New, bipartisan identity theft and cyber crime bill proposed
As cyber crime and identity theft increase, two veteran legislators, who have collaborated in the past on data privace issues, propose tough new measures to counter cyber malfeasance
Senate Judiciary Committee chairman Patrick Leahy (D-Vermont) and ranking member Arlen Specter (R-Pennsylvania) have introduced the bipartisan Identity Theft Enforcement and Restitution Act of 2007 to give federal prosecutors important new tools to combat the growing problem of identity theft and cyber crime. Leahy and Specter first introduced comprehensive data privacy legislation in 2005, and the Judiciary Committee has twice approved the Leahy-Specter Personal Data Privacy and Security Act (S. 495), most recently in May. Their new bill builds on earlier efforts to protect Americans’ privacy.

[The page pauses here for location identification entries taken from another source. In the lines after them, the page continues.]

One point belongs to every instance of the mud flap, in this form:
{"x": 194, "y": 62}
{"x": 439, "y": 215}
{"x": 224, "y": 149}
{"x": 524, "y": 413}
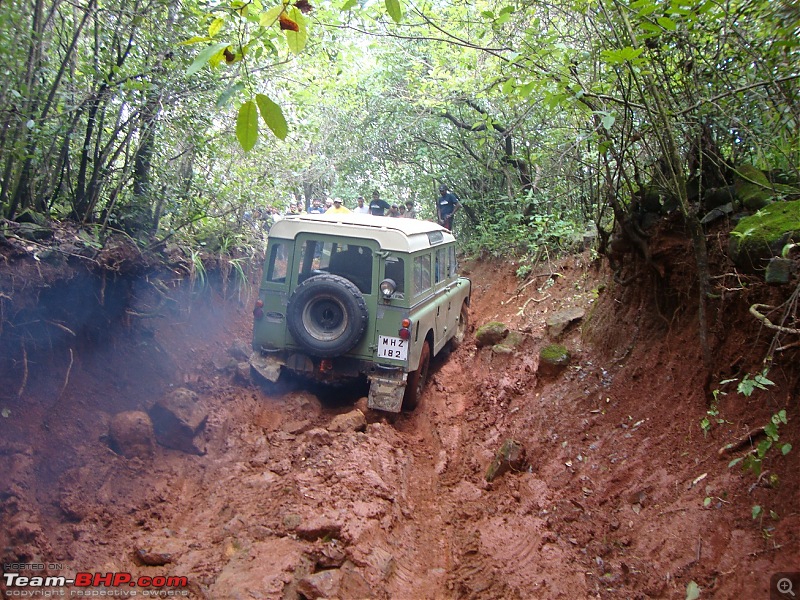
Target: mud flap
{"x": 269, "y": 367}
{"x": 386, "y": 393}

The Identity Theft Enforcement and Restitution Act of 2007 would:
* Give victims of identity theft the ability to seek restitution for the loss of time and money spent restoring credit and remedying the harms of identity theft
* Expand the jurisdiction of federal computer fraud statutes to cover small businesses and corporations
* Eliminate the prosecutorial requirement that sensitive identity information must have been stolen through an interstate or foreign communication and instead focuses on whether the victim’s computer is used in interstate or foreign commerce, allowing for the prosecutions of cases in which both the identify thief’s computer and the victim’s computer are located in the same state
* Make it a felony to employ spyware or keyloggers to damage ten or more computers regardless of the aggregate amount of damage caused, ensuring that the most egregious identity thieves will not escape with a minimal, or no, sentence
* Eliminate the requirement that the loss resulting from damage to a victim’s computer must exceed $5,000; under this bill violations resulting in less than $5,000 damage would be criminalized as misdemeanors
* Add the crime of threatening to obtain or release information from a protected computer to the definition of a cyber crime and expands the definition of a cyber crime to include demanding money in relation to a protected computer, where the damage to the victim computer was caused to facilitate the extortion. By expanding this definition, violators of this provision are subject to a criminal fine and up to five years in prison.